Non, nous ne sommes pas les gardes-frontières de l'Europe et nous ne serons les gardes-frontières de personne. Et je pense que, sans blesser personne, nous sommes le seul pays qui, depuis toujours, a été très jaloux du respect de sa souveraineté. Et la base sur laquelle se fonde notre coopération dans ce domaine précis, c'est d'essayer de faire en sorte que les pays d'origine, les pays de transit et les pays de destination puissent se coordonner, parce que c'est en coordonnant qu'on peut endiguer ce phénomène massif. Et que la Mauritanie ou que le Sénégal ou l'un des pays africains coordonne avec l'Europe ou avec les États-Unis, ou la Chine ou la Russie, sur ces questions-là, quoi de plus normal ? C'est dans cet esprit-là qu'il faut voir ce mémorandum qui a été signé en mars 2024 entre l'Union européenne et notre pays. Donc, nous ne servirons ni de base arrière, ni de base militaire, ni de gardes-côtes pour un quelconque pays. Avec tout le respect qu'on peut avoir pour l'ensemble de nos partenaires.

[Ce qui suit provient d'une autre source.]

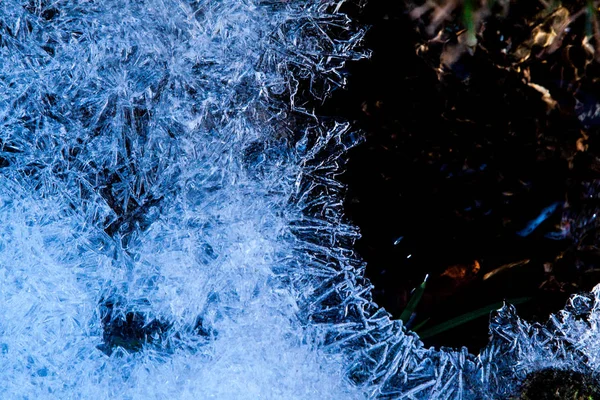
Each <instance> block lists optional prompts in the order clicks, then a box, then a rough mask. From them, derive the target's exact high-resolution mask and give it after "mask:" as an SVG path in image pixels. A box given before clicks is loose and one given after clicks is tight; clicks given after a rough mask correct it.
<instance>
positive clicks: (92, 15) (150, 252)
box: [0, 0, 597, 399]
mask: <svg viewBox="0 0 600 400" xmlns="http://www.w3.org/2000/svg"><path fill="white" fill-rule="evenodd" d="M339 6H340V2H337V1H331V0H329V1H325V0H324V1H316V0H315V1H309V0H304V1H301V0H295V1H294V0H292V1H279V0H263V1H259V0H256V1H253V0H220V1H214V0H205V1H204V0H202V1H201V0H195V1H194V0H190V1H178V0H145V1H120V0H119V1H117V0H105V1H93V0H80V1H73V0H58V1H53V2H49V1H44V0H36V1H32V0H27V1H25V0H3V1H2V2H0V93H1V96H0V221H1V224H0V373H1V375H2V380H1V381H0V397H2V398H37V399H45V398H48V399H50V398H52V399H54V398H63V399H64V398H81V399H152V398H157V399H158V398H161V399H162V398H181V399H185V398H194V399H197V398H217V399H230V398H231V399H234V398H235V399H240V398H248V399H256V398H274V399H282V398H299V399H300V398H305V399H314V398H319V399H322V398H331V399H341V398H365V397H381V398H480V396H481V395H485V396H489V397H494V396H497V395H498V394H500V393H506V392H507V391H511V390H513V391H514V390H516V389H515V388H516V387H517V386H518V384H519V382H520V379H522V376H523V374H525V373H526V372H527V371H530V370H532V369H534V368H537V367H535V365H536V364H535V363H534V362H533V361H536V360H537V359H536V358H535V357H538V355H539V354H544V355H545V354H546V353H543V352H542V353H539V352H536V351H538V350H539V349H541V348H544V349H545V347H544V346H545V344H544V345H543V344H541V342H538V340H541V339H539V336H540V335H542V334H543V335H547V336H548V335H549V336H548V338H550V339H548V340H554V343H555V344H556V346H558V347H556V348H557V349H562V350H564V349H565V348H566V347H560V346H562V344H561V343H569V344H570V346H569V349H572V350H569V351H566V350H564V351H563V352H562V353H560V352H558V350H557V352H558V353H560V354H567V355H569V356H568V357H567V356H566V355H565V357H563V358H560V357H555V358H553V359H547V360H554V361H551V363H561V364H560V365H564V366H568V367H569V368H579V369H583V368H584V367H585V368H588V367H589V368H592V369H594V370H595V369H596V368H597V363H596V361H597V360H596V358H597V357H594V356H593V351H592V350H593V349H594V348H597V335H596V331H597V324H596V322H595V321H596V319H597V314H596V309H595V308H593V310H592V311H591V314H590V315H591V319H590V321H591V322H588V324H587V325H584V323H583V322H581V321H579V320H577V321H575V320H569V321H571V322H566V325H564V323H563V324H562V325H561V323H557V324H556V325H555V326H554V328H556V329H558V330H559V331H560V332H561V335H562V336H553V335H558V334H557V333H556V332H558V331H549V330H546V328H544V329H542V328H537V327H531V326H530V325H527V324H526V323H524V322H522V321H520V320H518V319H517V317H516V316H513V315H512V314H510V308H505V309H503V310H502V311H501V312H500V313H499V314H498V317H497V318H500V317H501V316H504V317H505V319H506V321H504V322H502V323H498V324H496V325H494V326H493V332H494V336H495V341H493V342H492V344H491V345H490V347H489V348H488V349H486V350H485V351H484V352H483V353H482V354H481V355H480V356H479V357H475V356H473V355H470V354H468V353H467V352H466V350H464V349H463V350H460V351H448V350H443V351H436V350H433V349H425V348H423V346H422V344H421V342H419V340H418V337H417V336H416V335H415V334H413V333H411V332H406V331H404V330H403V328H402V326H401V323H400V322H398V321H393V320H392V319H391V318H390V316H389V315H388V314H387V313H386V312H385V310H383V309H381V308H379V307H378V306H377V305H376V304H374V303H373V302H372V300H371V295H370V290H371V287H370V284H369V282H368V281H367V280H366V279H365V278H364V277H363V269H364V266H363V265H362V264H361V262H360V260H358V259H357V258H356V256H355V255H354V253H353V251H352V245H353V241H354V240H355V239H356V238H357V236H358V233H357V231H356V229H355V228H354V227H352V226H350V225H347V224H346V223H344V219H343V216H342V209H341V198H342V195H343V186H342V185H341V184H340V183H339V182H338V181H336V179H335V175H336V174H337V173H338V172H339V170H340V168H341V164H342V160H343V158H344V154H345V152H346V151H347V149H348V148H349V147H351V146H353V145H355V144H356V143H357V142H358V141H359V138H358V136H357V135H355V134H354V133H353V132H352V130H351V128H350V126H349V125H348V124H346V123H342V122H323V121H321V120H319V119H318V117H317V116H315V115H314V113H313V112H312V110H311V109H310V108H309V107H308V106H307V104H309V103H308V101H309V100H311V99H319V98H322V97H323V96H326V95H327V94H328V93H330V92H331V91H332V90H333V89H335V88H336V87H338V86H341V85H342V84H343V79H344V77H343V74H342V71H341V68H342V66H343V65H344V63H345V62H346V61H348V60H354V59H359V58H362V57H365V56H366V52H364V51H359V50H357V49H358V48H359V45H360V42H361V39H362V36H363V34H364V30H363V29H358V28H356V27H355V26H353V24H352V23H351V21H350V20H349V19H348V18H347V17H345V16H344V15H342V14H339V13H338V9H339ZM586 299H588V300H587V303H586V304H587V305H588V306H590V305H592V304H593V307H596V306H595V304H596V302H597V296H596V297H590V298H587V297H586ZM569 315H574V314H568V313H567V314H565V316H567V317H568V316H569ZM496 320H498V321H499V319H496ZM540 332H541V333H540ZM548 332H554V333H548ZM564 332H567V333H568V334H567V333H565V334H562V333H564ZM569 335H571V336H569ZM574 338H577V339H576V340H575V339H574ZM544 343H545V342H544ZM511 346H512V347H511ZM594 346H596V347H594ZM529 349H530V350H529ZM539 351H542V350H539ZM544 351H546V350H544ZM576 352H578V353H576ZM558 353H557V354H558ZM553 354H554V353H553ZM581 354H583V355H581ZM584 356H585V357H584ZM540 357H541V356H540ZM505 360H508V363H507V362H505ZM536 362H537V361H536ZM495 372H501V374H497V373H495Z"/></svg>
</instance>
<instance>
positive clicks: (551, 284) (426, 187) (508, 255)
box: [317, 0, 600, 352]
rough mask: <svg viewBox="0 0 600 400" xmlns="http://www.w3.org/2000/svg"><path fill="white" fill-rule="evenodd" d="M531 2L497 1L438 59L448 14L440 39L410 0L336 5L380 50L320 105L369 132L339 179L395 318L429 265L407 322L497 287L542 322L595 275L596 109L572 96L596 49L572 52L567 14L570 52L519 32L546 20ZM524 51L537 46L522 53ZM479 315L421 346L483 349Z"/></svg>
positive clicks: (585, 87) (450, 33) (585, 102)
mask: <svg viewBox="0 0 600 400" xmlns="http://www.w3.org/2000/svg"><path fill="white" fill-rule="evenodd" d="M511 4H512V3H511ZM540 7H542V6H541V3H540V4H538V5H535V6H530V7H529V8H526V9H519V8H517V6H516V5H515V6H514V7H513V9H512V10H511V12H510V13H509V14H508V15H505V16H502V17H495V16H494V14H492V16H491V17H489V18H488V19H487V20H486V22H485V23H484V25H483V26H482V27H480V28H479V31H478V33H477V37H478V38H479V44H478V45H477V48H476V49H475V50H474V51H473V52H472V54H470V53H469V52H468V51H462V53H460V54H458V55H456V57H454V58H455V59H453V61H452V62H448V63H447V65H445V64H444V63H443V62H442V61H443V60H444V59H447V58H448V52H449V49H451V48H452V47H451V46H452V45H453V44H456V43H459V41H460V36H459V35H460V29H461V28H460V23H459V22H455V23H454V24H453V21H452V20H450V22H447V24H446V25H445V27H444V29H445V31H444V32H445V33H444V35H445V36H444V37H443V38H442V39H443V40H441V39H440V41H439V42H436V41H435V40H432V37H431V36H428V34H427V32H426V30H427V29H426V28H427V26H428V25H427V22H426V19H424V21H425V22H423V21H420V20H415V19H412V18H411V17H410V16H409V15H408V10H409V9H410V7H408V6H406V5H405V3H404V2H388V1H377V0H372V1H370V2H369V4H367V5H366V6H365V7H364V8H360V7H358V6H356V5H351V4H348V5H346V6H345V9H343V10H342V11H344V12H347V13H348V14H349V15H351V16H352V18H354V19H355V20H357V21H358V22H359V23H361V24H367V25H370V26H371V29H370V31H369V33H368V34H367V37H366V43H365V45H366V47H367V48H370V49H372V51H373V57H372V58H371V59H370V60H365V61H360V62H356V63H351V64H350V65H348V74H349V82H348V87H347V90H346V91H342V90H339V91H336V92H334V95H333V98H332V99H330V100H329V101H327V102H326V103H325V104H324V105H323V106H322V107H321V108H320V109H319V110H318V112H317V114H321V115H331V116H338V117H340V116H341V117H343V118H346V119H348V120H351V121H354V123H355V126H356V127H357V128H360V129H362V130H363V131H364V133H365V136H366V141H365V143H363V144H361V145H359V146H358V147H356V148H355V149H353V150H352V151H351V153H350V155H349V160H348V164H347V172H346V173H345V174H344V175H343V176H342V180H343V181H344V182H345V183H346V184H347V185H348V195H347V199H346V203H345V207H346V212H347V215H348V216H349V217H350V219H351V220H352V221H353V223H354V224H356V225H358V227H359V228H360V230H361V233H362V239H361V240H359V241H358V243H357V244H356V251H357V252H358V253H359V254H360V256H361V257H363V259H364V260H365V261H366V262H367V275H368V278H369V279H370V280H371V281H372V282H373V284H374V285H375V290H374V297H375V301H376V302H377V303H378V304H379V305H381V306H384V307H385V308H386V309H387V310H388V311H389V312H390V313H392V314H393V315H394V316H395V317H396V318H399V316H400V314H401V313H402V311H403V310H404V308H405V307H406V305H407V303H408V300H409V298H410V294H411V291H412V290H413V289H414V288H416V287H418V286H419V285H420V284H421V282H422V281H423V279H424V277H425V276H426V275H429V281H428V283H427V287H426V289H425V291H424V294H423V297H422V300H421V301H420V303H419V305H418V308H417V310H416V313H415V314H414V315H413V318H412V319H411V326H412V327H415V326H417V325H418V324H419V323H421V322H424V321H427V322H426V323H425V325H423V329H426V328H427V327H432V326H436V325H437V324H442V323H444V322H445V321H447V320H449V319H450V318H452V317H456V316H459V315H462V314H465V313H467V312H470V311H473V310H476V309H479V308H482V307H485V306H489V305H491V304H494V303H497V302H499V301H503V300H505V299H521V300H522V301H523V302H522V304H520V305H518V306H517V309H518V310H519V313H520V315H521V316H522V317H524V318H527V319H529V320H539V321H544V320H546V319H547V317H548V315H549V314H550V313H553V312H556V311H558V310H560V309H562V308H563V307H564V305H565V302H566V300H567V299H568V297H569V295H570V294H572V293H576V292H579V291H587V290H590V289H591V288H592V287H593V286H594V285H595V283H597V282H598V281H599V279H598V278H599V276H600V275H599V273H598V271H599V270H598V267H600V251H599V250H598V249H597V248H596V243H597V240H596V234H597V233H596V231H597V225H596V220H595V214H596V210H600V207H599V206H600V203H599V198H600V197H599V194H600V191H599V190H596V188H597V187H600V186H598V182H600V181H599V180H598V179H600V174H599V172H600V168H598V167H597V166H598V165H600V164H599V163H598V158H597V157H596V155H595V154H597V153H595V150H596V149H597V148H598V147H597V146H598V145H597V143H598V121H596V120H595V119H594V118H588V117H585V116H584V117H582V115H583V114H582V112H581V109H582V107H583V108H585V107H588V108H591V107H593V106H594V105H596V104H598V95H597V93H600V91H596V88H597V80H596V79H595V78H594V79H591V78H590V79H586V78H585V77H586V76H588V75H589V76H590V77H591V76H600V75H599V74H596V75H592V74H593V73H594V71H596V69H593V68H597V63H595V62H593V60H591V61H590V60H589V57H588V58H585V57H584V58H585V60H588V61H585V62H584V63H580V62H579V61H578V60H579V58H581V57H580V54H579V55H578V53H577V49H578V48H580V47H581V35H579V34H578V33H577V32H582V31H583V30H584V26H583V25H584V22H585V21H583V22H581V21H579V22H578V20H576V21H575V22H573V24H572V26H571V28H572V29H571V32H573V33H572V34H567V35H566V36H565V38H564V40H563V41H562V43H561V46H562V47H561V49H562V48H563V47H566V48H567V50H566V52H565V51H562V50H560V51H558V50H555V51H553V52H550V51H549V50H548V49H538V48H536V47H535V45H534V44H530V43H529V42H528V40H529V39H530V37H531V36H532V35H533V34H534V33H535V32H534V29H535V27H536V26H542V25H544V24H547V22H546V21H547V18H548V17H544V18H546V19H544V18H543V17H542V16H540V13H541V11H540ZM573 7H576V5H574V6H573ZM542 11H543V10H542ZM559 11H560V10H559ZM457 12H458V11H457ZM565 12H567V11H565ZM568 12H570V15H574V13H575V12H576V10H575V9H574V8H571V9H569V10H568ZM486 24H487V25H486ZM578 24H579V25H578ZM457 38H458V39H457ZM509 41H512V42H510V43H511V44H510V45H509V44H507V43H509ZM518 43H520V44H519V46H520V47H519V46H517V44H518ZM528 46H529V47H528ZM507 49H508V50H507ZM511 49H512V50H511ZM517 50H518V51H519V52H520V53H519V54H521V53H523V52H525V53H526V52H527V51H529V52H530V53H531V54H532V55H531V56H530V57H529V58H528V59H527V60H525V61H520V60H516V58H515V57H516V56H515V54H516V53H517ZM511 51H512V53H511ZM542 51H545V53H543V54H542ZM527 54H529V53H527ZM533 54H536V55H535V56H534V55H533ZM539 54H542V55H539ZM570 55H571V56H570ZM444 57H446V58H444ZM578 57H579V58H578ZM586 57H587V56H586ZM515 60H516V61H515ZM567 80H568V82H567ZM544 89H547V90H548V91H549V93H550V96H551V99H550V100H552V101H553V102H554V103H552V102H551V101H550V100H549V99H548V96H544V93H543V90H544ZM582 104H583V106H582ZM588 114H589V113H588ZM586 115H587V114H586ZM590 115H591V114H590ZM545 210H546V211H545ZM544 213H545V214H546V217H545V218H541V215H543V214H544ZM536 220H538V221H540V220H541V221H540V223H539V224H538V225H536V224H535V223H534V222H535V221H536ZM532 223H533V225H532ZM487 325H488V318H486V317H480V318H478V319H476V320H473V321H471V322H469V323H464V324H461V325H460V326H458V327H456V328H454V329H452V330H448V331H446V332H444V333H442V334H439V335H436V336H433V337H431V338H428V339H427V340H425V344H426V345H435V346H453V347H458V346H463V345H464V346H467V347H468V348H469V349H470V350H471V351H472V352H478V350H479V349H480V348H481V347H483V346H484V345H485V344H486V343H487V335H488V332H487Z"/></svg>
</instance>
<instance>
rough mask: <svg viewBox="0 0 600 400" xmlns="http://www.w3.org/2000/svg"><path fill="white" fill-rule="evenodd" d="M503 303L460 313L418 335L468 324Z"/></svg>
mask: <svg viewBox="0 0 600 400" xmlns="http://www.w3.org/2000/svg"><path fill="white" fill-rule="evenodd" d="M411 300H412V299H411ZM529 300H531V297H519V298H516V299H508V300H506V302H507V303H510V304H521V303H525V302H527V301H529ZM503 304H504V302H503V301H501V302H498V303H494V304H490V305H488V306H485V307H482V308H479V309H477V310H474V311H471V312H468V313H466V314H462V315H459V316H458V317H456V318H452V319H450V320H448V321H446V322H442V323H441V324H438V325H436V326H434V327H432V328H429V329H427V330H425V331H423V332H422V333H418V335H419V337H420V338H421V339H427V338H430V337H432V336H435V335H438V334H440V333H442V332H445V331H447V330H450V329H452V328H456V327H457V326H460V325H462V324H466V323H467V322H470V321H473V320H474V319H477V318H480V317H483V316H486V315H489V313H490V312H492V311H495V310H497V309H499V308H501V307H502V306H503Z"/></svg>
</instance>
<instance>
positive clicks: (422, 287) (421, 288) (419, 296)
mask: <svg viewBox="0 0 600 400" xmlns="http://www.w3.org/2000/svg"><path fill="white" fill-rule="evenodd" d="M428 277H429V275H425V279H423V283H421V284H420V285H419V287H418V288H416V289H415V291H414V293H413V294H412V296H410V300H409V301H408V304H407V305H406V308H404V310H402V314H400V319H401V320H402V322H403V323H404V325H406V323H407V322H408V320H409V319H410V316H411V315H413V313H414V312H415V309H416V308H417V306H418V305H419V302H420V301H421V297H423V292H425V286H426V284H427V278H428Z"/></svg>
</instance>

Au retour d'une tournée à Bamako, à Niamey, à Ouagadougou, le président du Ghana, John Dramani Mahama, appelle la Cédéao à reconnaître la nouvelle AES [Alliance des États du Sahel]. Qu'en est-il pour la Mauritanie ?
La position de notre pays est claire et elle est constante aussi. C'est le respect de la souveraineté de chaque État. Ce n'est donc pas à la Mauritanie de commenter cette tournée, même si tout ce qui peut consolider l'unité africaine, l'intégration au niveau régional, la paix entre les voisins et puis assainir l'environnement au niveau de la Cédéao nous importe. Mais on n'a pas de jugement à porter sur ce que peut faire le président du Ghana ou ce que peuvent décider les États membres de l'Alliance des États du Sahel.